IDA CEO Allan Scott said ag-oriented programs have been and continue to be developed, including a $500,000 agribusiness loan fund and a Baez Associates-created guide to capturing all kinds of available funding for agriculture.
“We get criticized in many cases,” Scott lamented, “but we have attempted to help. ... Agriculture is one of the targeted industries of the IDA.”
He promised to contact another area farmer, Dan Young, who is developing an idea for what Gieger described as a “Ben & Jerry’s-type creamery” in the county.
“We will throw everything we can to assist in that effort,” he stated.
Based on an idea proffered by Gieger and Hedlund, Scott also urged the board to discuss using payments from the Millennium Pipeline to aid ag efforts – payments that amount to $100,000 a year and were just freed up after an upstate county settled litigation with Millennium.
That discussion may take place as early as the next IDA Board meeting, currently scheduled for Tuesday, January 11 at 10 a.m. Open to the public, the meetings are held inside the Government Center in Monticello.
Distillery gets extension
Elsewhere during Tuesday’s meeting, the board unanimously approved extending the Catskill Distilling Company’s sales tax abatement for another year.
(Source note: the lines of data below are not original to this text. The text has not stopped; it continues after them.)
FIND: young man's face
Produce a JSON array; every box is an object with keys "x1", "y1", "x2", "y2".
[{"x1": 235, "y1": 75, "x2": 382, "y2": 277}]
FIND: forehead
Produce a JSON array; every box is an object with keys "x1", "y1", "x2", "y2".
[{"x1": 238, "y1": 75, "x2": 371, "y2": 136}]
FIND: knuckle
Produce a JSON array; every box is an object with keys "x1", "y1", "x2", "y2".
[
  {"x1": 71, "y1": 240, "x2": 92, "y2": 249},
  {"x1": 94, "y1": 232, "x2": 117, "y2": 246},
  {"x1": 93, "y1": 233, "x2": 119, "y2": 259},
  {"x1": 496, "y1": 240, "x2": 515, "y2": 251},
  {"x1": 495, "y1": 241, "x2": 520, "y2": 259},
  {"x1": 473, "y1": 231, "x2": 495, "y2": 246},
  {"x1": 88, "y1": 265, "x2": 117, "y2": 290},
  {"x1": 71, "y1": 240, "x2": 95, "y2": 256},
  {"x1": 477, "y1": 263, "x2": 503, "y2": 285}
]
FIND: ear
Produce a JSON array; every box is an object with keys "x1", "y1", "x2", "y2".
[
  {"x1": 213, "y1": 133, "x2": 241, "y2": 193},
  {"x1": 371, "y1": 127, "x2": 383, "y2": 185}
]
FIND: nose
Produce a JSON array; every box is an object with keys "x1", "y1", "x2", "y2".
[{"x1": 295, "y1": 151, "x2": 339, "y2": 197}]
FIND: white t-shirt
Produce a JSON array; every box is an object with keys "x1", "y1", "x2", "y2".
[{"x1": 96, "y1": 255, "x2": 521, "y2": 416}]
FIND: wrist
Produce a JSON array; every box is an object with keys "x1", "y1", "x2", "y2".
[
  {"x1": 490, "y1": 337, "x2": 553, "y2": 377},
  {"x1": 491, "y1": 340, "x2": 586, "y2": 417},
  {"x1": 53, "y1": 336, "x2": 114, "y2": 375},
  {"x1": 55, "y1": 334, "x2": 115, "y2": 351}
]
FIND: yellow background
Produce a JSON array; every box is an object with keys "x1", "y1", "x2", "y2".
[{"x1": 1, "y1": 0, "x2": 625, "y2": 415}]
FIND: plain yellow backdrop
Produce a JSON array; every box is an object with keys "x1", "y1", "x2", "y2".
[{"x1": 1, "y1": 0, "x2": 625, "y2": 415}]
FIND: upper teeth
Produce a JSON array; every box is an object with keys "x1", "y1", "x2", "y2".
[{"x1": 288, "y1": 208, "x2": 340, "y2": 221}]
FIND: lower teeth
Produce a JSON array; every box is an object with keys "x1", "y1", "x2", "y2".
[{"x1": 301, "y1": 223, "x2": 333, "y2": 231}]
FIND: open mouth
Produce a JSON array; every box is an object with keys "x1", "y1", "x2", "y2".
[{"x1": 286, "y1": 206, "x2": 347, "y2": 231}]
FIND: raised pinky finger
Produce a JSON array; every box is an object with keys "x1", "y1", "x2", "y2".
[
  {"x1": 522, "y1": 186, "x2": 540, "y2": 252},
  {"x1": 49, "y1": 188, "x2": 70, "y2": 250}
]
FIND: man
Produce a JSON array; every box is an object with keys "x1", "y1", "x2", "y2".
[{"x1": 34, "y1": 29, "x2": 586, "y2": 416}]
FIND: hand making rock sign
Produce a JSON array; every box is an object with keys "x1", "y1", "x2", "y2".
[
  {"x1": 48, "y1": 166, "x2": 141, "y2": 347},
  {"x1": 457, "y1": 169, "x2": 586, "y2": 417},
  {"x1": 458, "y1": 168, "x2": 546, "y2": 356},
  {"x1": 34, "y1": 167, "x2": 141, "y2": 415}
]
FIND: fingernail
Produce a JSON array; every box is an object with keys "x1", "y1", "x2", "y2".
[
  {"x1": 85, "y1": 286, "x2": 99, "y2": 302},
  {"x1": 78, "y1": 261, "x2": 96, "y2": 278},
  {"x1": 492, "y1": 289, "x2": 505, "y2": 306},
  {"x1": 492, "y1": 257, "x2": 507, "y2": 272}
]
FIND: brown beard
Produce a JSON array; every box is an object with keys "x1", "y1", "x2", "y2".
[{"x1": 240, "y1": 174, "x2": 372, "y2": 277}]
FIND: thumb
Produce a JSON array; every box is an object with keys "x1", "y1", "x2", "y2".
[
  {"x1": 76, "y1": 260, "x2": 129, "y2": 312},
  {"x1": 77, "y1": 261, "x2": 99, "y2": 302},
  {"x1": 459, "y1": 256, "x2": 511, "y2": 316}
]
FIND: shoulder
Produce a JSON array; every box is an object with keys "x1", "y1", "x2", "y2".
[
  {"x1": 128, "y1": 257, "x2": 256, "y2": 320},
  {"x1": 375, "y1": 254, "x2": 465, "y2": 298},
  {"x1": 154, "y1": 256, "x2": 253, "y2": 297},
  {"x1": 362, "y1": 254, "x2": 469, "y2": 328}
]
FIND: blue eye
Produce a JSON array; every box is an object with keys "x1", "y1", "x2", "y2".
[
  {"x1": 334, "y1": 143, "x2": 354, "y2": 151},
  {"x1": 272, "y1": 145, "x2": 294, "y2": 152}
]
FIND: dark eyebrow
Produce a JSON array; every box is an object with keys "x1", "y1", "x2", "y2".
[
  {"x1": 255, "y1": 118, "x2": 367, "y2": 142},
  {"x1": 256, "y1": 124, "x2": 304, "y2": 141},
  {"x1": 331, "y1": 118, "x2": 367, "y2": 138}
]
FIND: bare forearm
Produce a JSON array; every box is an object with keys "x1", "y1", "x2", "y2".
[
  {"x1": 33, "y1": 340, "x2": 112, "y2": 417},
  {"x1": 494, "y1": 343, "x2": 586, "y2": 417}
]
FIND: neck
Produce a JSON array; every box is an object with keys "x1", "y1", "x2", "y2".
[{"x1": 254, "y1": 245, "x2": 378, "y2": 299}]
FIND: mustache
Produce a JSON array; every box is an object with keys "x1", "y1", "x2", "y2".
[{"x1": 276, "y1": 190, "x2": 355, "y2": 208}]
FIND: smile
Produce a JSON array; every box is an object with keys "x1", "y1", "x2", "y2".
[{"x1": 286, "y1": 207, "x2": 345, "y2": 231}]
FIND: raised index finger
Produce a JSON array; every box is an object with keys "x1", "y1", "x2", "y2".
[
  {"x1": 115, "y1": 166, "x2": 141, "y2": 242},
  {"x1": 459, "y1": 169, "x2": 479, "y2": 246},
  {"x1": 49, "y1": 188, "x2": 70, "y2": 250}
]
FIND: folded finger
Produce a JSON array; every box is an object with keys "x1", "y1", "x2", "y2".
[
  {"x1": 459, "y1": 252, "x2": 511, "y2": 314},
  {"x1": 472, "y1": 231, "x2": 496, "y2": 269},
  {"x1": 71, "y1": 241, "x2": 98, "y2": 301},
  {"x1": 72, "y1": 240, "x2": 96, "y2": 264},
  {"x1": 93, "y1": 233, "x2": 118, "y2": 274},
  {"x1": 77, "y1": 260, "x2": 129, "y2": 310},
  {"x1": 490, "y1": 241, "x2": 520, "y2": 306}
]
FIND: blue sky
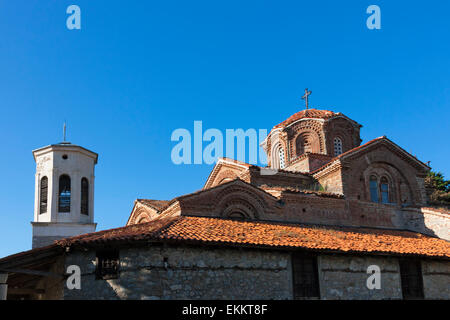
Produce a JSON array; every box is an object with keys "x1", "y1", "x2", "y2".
[{"x1": 0, "y1": 1, "x2": 449, "y2": 258}]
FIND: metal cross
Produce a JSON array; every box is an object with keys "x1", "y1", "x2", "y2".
[
  {"x1": 302, "y1": 88, "x2": 312, "y2": 109},
  {"x1": 63, "y1": 122, "x2": 67, "y2": 142}
]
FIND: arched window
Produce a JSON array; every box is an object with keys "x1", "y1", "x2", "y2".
[
  {"x1": 58, "y1": 175, "x2": 71, "y2": 212},
  {"x1": 81, "y1": 178, "x2": 89, "y2": 215},
  {"x1": 278, "y1": 147, "x2": 286, "y2": 169},
  {"x1": 334, "y1": 137, "x2": 343, "y2": 156},
  {"x1": 369, "y1": 175, "x2": 379, "y2": 202},
  {"x1": 380, "y1": 177, "x2": 389, "y2": 204},
  {"x1": 40, "y1": 176, "x2": 48, "y2": 214}
]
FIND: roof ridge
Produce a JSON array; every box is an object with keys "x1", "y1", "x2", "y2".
[{"x1": 55, "y1": 215, "x2": 180, "y2": 247}]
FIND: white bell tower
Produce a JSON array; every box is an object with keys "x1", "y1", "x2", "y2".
[{"x1": 31, "y1": 139, "x2": 98, "y2": 248}]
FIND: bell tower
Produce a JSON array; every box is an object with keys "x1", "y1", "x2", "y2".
[{"x1": 31, "y1": 140, "x2": 98, "y2": 248}]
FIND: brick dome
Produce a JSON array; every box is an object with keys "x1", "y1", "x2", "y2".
[{"x1": 274, "y1": 109, "x2": 337, "y2": 128}]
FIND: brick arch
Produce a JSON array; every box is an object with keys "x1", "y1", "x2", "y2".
[
  {"x1": 364, "y1": 165, "x2": 398, "y2": 203},
  {"x1": 215, "y1": 186, "x2": 267, "y2": 220},
  {"x1": 136, "y1": 214, "x2": 151, "y2": 224},
  {"x1": 271, "y1": 140, "x2": 287, "y2": 169},
  {"x1": 213, "y1": 170, "x2": 240, "y2": 186},
  {"x1": 130, "y1": 208, "x2": 152, "y2": 225},
  {"x1": 295, "y1": 131, "x2": 321, "y2": 156},
  {"x1": 287, "y1": 120, "x2": 326, "y2": 158},
  {"x1": 359, "y1": 162, "x2": 414, "y2": 205},
  {"x1": 221, "y1": 198, "x2": 257, "y2": 220}
]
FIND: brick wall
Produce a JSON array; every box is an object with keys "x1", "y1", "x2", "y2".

Located next to the Dancing Cat Saloon in Bethel, the distillery is getting ready to open.
Co-owner Stacy Cohen wrote to the board that she still has to buy a walk-in freezer, build decks and patios, construct a kitchen, install outside lighting and complete the interior.
These efforts feature purchases that are all eligible for sales tax abatements, per the agreement between the distillery and the IDA (which actually owns the distilling equipment and is leasing it to the company).
Upon questioning by Hedlund of the wisdom of handing out tax breaks during a period of economic hardship throughout the county, IDA Board member Ed Sykes pointed out that these abatements are not an addition to the project but are part of the original agreement.
And the saloon, added board member Charlie Barbuti, is owned by the same company and is collecting and paying sales taxes now.